While I know my way around Hammer and graphics, I barely know how to create multiplayer maps. I especially lack knowledge of Sven Coops gameplay and entities, which wasn’t really a problem so much, because neither did I own SC, nor were I motivated to download it for the mapping event.
So I just sticked with the standard Half-Life entities and put together a simple scene, where the team needs to split up and the main group has to protect the lone wolf, while he again controls a crane, enabling the team to escape. Finally the lone wolf can longjump down from the crane and catch up with the main group, in theory.

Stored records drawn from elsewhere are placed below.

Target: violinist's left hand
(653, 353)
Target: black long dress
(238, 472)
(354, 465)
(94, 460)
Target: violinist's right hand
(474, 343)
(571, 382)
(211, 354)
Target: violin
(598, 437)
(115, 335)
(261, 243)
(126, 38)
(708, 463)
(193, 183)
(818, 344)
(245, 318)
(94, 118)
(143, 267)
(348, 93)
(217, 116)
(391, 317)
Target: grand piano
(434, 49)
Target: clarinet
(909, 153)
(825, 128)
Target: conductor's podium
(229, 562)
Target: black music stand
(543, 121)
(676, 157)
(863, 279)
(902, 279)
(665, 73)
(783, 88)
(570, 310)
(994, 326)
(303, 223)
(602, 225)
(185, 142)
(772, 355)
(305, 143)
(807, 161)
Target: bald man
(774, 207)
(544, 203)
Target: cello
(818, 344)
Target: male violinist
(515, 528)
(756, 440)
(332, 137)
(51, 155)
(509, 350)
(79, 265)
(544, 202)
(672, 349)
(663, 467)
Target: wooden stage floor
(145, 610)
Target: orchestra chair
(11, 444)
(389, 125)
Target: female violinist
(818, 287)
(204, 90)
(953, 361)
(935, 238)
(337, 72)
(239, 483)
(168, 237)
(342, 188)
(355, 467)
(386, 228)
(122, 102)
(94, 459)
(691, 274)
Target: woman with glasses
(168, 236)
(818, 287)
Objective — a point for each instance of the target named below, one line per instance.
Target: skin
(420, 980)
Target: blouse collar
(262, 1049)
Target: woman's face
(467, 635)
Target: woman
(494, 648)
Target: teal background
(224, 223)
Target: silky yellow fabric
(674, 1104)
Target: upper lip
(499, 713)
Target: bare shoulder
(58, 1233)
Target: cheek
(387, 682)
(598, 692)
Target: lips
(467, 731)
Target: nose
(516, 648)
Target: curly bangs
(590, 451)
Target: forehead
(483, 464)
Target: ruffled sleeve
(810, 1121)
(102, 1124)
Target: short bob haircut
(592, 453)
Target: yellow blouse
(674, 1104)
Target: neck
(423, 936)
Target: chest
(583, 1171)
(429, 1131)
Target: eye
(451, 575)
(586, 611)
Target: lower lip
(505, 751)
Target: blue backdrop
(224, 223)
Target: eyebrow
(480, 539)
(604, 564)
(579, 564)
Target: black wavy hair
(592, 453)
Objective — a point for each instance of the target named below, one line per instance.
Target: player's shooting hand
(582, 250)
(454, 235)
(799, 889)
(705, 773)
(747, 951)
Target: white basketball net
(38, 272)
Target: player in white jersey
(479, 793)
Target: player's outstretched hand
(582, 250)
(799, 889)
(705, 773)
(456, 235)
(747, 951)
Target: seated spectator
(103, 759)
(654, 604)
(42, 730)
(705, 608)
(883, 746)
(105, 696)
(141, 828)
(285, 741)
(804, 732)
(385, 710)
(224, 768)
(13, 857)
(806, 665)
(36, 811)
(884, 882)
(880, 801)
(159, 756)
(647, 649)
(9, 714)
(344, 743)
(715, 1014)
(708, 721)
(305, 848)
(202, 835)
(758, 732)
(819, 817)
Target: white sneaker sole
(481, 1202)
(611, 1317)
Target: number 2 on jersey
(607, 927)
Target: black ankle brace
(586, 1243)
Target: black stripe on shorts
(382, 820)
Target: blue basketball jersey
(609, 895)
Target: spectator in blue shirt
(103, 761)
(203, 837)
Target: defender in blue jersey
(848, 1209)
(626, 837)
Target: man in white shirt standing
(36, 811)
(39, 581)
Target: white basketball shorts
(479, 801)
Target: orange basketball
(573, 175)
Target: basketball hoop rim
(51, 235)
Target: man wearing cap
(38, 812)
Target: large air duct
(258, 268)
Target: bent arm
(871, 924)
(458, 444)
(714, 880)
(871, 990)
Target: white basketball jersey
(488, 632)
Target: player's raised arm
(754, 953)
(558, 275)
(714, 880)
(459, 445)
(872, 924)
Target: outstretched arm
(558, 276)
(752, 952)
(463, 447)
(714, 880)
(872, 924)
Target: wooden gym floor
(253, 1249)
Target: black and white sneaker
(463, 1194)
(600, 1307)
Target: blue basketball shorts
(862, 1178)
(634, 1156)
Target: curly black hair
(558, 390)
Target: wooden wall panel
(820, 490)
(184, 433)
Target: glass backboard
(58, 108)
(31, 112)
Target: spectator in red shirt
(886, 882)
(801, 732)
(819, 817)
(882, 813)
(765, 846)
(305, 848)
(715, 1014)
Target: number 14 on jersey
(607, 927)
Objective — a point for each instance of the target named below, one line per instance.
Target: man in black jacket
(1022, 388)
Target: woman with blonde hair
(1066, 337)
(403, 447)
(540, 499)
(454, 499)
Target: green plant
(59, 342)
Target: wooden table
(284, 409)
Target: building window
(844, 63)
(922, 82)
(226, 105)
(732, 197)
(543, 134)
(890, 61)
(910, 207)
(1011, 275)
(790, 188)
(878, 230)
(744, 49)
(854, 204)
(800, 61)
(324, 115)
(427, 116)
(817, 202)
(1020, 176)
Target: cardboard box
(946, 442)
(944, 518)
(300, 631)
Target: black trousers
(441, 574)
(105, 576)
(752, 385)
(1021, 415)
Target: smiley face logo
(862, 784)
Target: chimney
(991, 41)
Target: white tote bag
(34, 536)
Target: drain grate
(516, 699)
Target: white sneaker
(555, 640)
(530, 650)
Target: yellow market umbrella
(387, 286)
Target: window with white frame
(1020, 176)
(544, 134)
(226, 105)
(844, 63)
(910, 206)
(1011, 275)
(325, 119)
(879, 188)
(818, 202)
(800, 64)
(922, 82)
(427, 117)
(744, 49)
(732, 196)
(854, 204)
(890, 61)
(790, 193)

How well does this work in multiplayer? I don’t know. I should have started to work on this a week ago, then – maybe – I could have had the chance to test it along with some friends.
How did I create the map?
On the first day I created the crane textures and already mapped half of the the crane itself in Hammer. The crane textures were done in Photoshop CS3. I used reference images from google, mostly of Liebherr building lot cranes.
I took the rest of the textures from my existing project files of Nohra’s Concealment (maybe you already figured that out).
I used Map2Curve for the curved bridge and almost completely for the terrain. Here and there I had to fix something by hand of course, but the tool really saved a lot of time.
Mostly I was working in Hammer. I switched to JACK for creating the paths, which Map2Curve need to generate terrain.
Starting 2 days before a deadline might be a great way for keeping up the motivation, however it should be left to the experts.
Knowing the requirements of multiplayer maps also comes in handy, logically.
a little preview on the next feature for version 0.5 of Map2Curve:
Detail objects can be anything that is not meant to be turned into a curve, but is still supposed to be aligned along a curve object.
This will include point entities, too, as well as entire solid brush objects, for example lights, cross beams, ropes, etc. Anything you might want to “decorate” your curve object with.
Of course there will be certain limitations again, but this is at least meant to be a huge relief for certain mapping tasks. Primarily it eliminates the need for manually doing it by using “Paste Special” in an Editor.